The London mayor doused the Labour conference with cold electoral truths. 

There was just one message that Sadiq Khan wanted Labour to take from his conference speech: we need to be “in power”. The party’s most senior elected politician hammered this theme as relentlessly as his “son of a bus driver” line. His obsessive emphasis on “power” (used 38 times) showed how far he fears his party is from office and how misguided he believes Jeremy Corbyn’s supporters are.

Khan arrived on stage to a presidential-style video lauding his mayoral victory (a privilege normally reserved for the leader). But rather than delivering a self-congratulatory speech, he doused the conference with cold electoral truths. With the biggest personal mandate of any British politician in history, he was uniquely placed to do so.

“Labour is not in power in the place that we can have the biggest impact on our country: in parliament,” he lamented. It was a stern rebuke to those who regard the street, rather than the ballot box, as the principal vehicle of change.
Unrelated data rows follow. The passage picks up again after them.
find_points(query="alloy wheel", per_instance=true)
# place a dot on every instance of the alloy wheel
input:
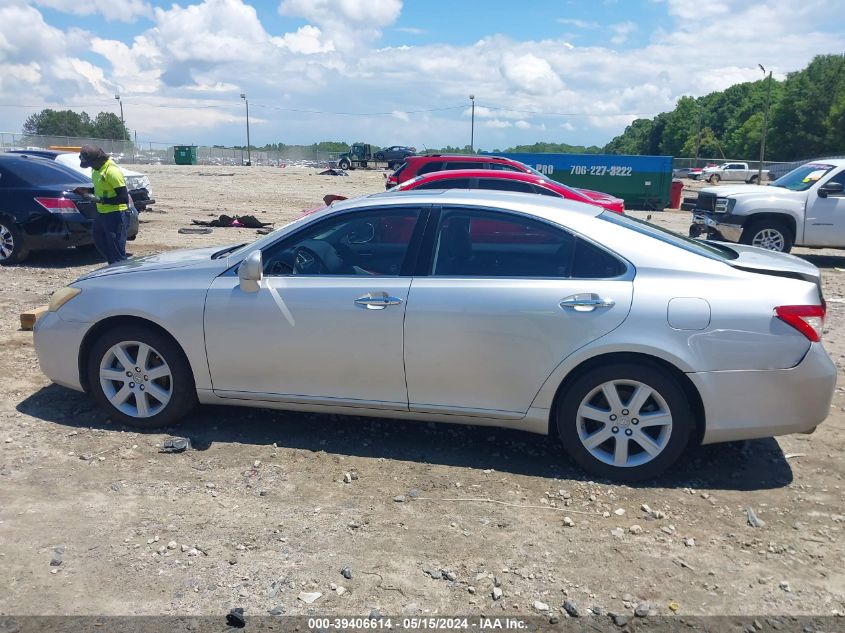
(7, 242)
(770, 239)
(136, 379)
(624, 423)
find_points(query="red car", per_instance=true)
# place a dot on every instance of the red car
(525, 182)
(419, 165)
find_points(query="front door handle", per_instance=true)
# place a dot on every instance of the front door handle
(586, 302)
(377, 301)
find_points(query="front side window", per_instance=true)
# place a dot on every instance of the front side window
(478, 243)
(363, 243)
(803, 177)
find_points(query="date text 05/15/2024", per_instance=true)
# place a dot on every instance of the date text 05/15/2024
(422, 623)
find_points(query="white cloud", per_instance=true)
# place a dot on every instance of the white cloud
(111, 10)
(530, 74)
(622, 31)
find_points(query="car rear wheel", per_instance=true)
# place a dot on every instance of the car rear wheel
(769, 234)
(626, 422)
(140, 377)
(13, 248)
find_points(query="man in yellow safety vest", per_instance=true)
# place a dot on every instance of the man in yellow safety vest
(112, 198)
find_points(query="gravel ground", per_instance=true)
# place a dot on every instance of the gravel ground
(269, 507)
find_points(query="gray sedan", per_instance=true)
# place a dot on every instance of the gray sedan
(625, 341)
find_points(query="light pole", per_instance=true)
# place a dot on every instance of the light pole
(765, 125)
(472, 127)
(248, 153)
(123, 131)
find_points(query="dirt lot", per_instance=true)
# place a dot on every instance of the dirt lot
(258, 513)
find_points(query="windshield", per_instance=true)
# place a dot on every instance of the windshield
(803, 177)
(707, 249)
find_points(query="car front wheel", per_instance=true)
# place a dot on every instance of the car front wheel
(140, 377)
(13, 249)
(626, 422)
(768, 234)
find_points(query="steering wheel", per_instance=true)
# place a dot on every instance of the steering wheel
(308, 262)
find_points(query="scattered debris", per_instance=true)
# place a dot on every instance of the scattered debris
(753, 520)
(175, 445)
(309, 596)
(236, 221)
(236, 618)
(189, 230)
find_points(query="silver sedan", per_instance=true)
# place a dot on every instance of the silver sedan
(625, 341)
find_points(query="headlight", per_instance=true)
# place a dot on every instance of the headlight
(61, 297)
(724, 205)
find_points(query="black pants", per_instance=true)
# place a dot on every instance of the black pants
(110, 235)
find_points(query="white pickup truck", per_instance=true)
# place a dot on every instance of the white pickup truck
(734, 172)
(805, 207)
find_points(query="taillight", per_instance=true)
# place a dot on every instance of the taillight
(809, 320)
(57, 205)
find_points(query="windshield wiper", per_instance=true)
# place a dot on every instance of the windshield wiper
(227, 250)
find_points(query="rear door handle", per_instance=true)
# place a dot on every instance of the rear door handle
(377, 301)
(586, 302)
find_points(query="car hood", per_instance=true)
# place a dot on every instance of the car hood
(747, 190)
(159, 261)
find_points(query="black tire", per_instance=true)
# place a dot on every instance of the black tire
(674, 439)
(767, 231)
(13, 247)
(183, 394)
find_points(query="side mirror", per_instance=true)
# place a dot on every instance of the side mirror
(831, 188)
(250, 272)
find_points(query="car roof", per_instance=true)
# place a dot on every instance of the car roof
(528, 203)
(525, 176)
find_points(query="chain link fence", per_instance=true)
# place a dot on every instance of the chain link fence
(153, 153)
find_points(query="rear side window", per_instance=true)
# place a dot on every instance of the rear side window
(496, 184)
(503, 167)
(41, 172)
(430, 167)
(484, 244)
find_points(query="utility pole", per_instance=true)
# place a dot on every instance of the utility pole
(248, 152)
(122, 123)
(472, 127)
(765, 124)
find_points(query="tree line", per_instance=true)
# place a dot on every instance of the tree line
(106, 125)
(806, 119)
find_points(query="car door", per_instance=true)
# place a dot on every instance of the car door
(325, 325)
(505, 300)
(824, 224)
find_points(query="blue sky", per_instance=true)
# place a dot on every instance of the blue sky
(392, 71)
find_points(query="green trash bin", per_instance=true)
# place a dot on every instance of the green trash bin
(185, 154)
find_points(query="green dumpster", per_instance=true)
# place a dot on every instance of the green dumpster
(185, 154)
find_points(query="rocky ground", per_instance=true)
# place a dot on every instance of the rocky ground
(308, 514)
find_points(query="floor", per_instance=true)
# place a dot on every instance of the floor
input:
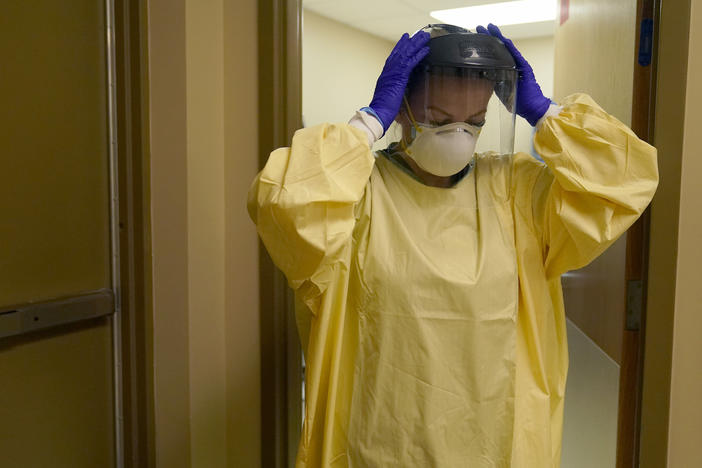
(592, 392)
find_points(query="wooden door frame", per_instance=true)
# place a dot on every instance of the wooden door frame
(637, 247)
(280, 114)
(133, 169)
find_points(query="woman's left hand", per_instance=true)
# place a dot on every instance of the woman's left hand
(531, 102)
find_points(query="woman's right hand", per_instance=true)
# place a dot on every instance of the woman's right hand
(390, 88)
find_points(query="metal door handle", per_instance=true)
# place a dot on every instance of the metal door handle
(37, 316)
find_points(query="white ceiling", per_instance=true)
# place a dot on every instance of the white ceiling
(389, 19)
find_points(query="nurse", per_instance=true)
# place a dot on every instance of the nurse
(427, 275)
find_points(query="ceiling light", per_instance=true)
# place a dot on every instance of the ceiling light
(501, 14)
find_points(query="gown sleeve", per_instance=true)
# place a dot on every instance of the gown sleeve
(303, 202)
(598, 179)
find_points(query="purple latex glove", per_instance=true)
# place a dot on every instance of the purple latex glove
(531, 102)
(390, 88)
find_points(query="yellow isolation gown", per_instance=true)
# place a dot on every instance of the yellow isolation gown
(432, 318)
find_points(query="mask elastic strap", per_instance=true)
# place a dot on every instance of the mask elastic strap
(412, 121)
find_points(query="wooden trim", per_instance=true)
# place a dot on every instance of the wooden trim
(630, 380)
(280, 114)
(134, 223)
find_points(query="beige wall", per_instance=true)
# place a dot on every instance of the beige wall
(203, 112)
(669, 132)
(685, 431)
(340, 66)
(598, 56)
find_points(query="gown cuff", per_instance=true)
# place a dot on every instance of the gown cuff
(369, 124)
(553, 109)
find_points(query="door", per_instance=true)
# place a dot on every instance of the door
(607, 50)
(58, 254)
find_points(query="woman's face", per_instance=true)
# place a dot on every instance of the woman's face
(448, 99)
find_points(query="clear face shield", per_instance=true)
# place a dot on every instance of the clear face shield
(451, 113)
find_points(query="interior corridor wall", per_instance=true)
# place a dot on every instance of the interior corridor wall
(203, 126)
(685, 431)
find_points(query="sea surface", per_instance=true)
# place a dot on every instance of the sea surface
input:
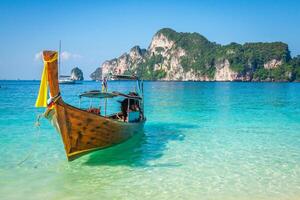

Corbyn was mentioned just once, as Khan, who endorsed Owen Smith, acknowledged that “the leadership of our party has now been decided” (“I congratulate Jeremy on his clear victory”). But he was a ghostly presence for the rest of the speech, with Khan declaring “Labour out of power will never ever be good enough”. Though Corbyn joined the standing ovation at the end, he sat motionless during several of the applause lines.

If Khan’s “power” message was the stick, his policy programme was the carrot. Only in office, he said, could Labour tackle the housing crisis, air pollution, gender inequality and hate crime. He spoke hopefully of "winning the mayoral elections next year in Liverpool, Manchester and Birmingham", providing further models of campaigning success. 

Khan peroration was his most daring passage: “It’s time to put Labour back in power. It's time for a Labour government. A Labour Prime Minister in Downing Street. A Labour Cabinet. Labour values put into action.” The mayor has already stated that he does not believe Corbyn can fulfil this duty. The question left hanging was whether it would fall to Khan himself to answer the call. If, as he fears, Labour drifts ever further from power, his lustre will only grow.

George Eaton is political editor of the New Statesman.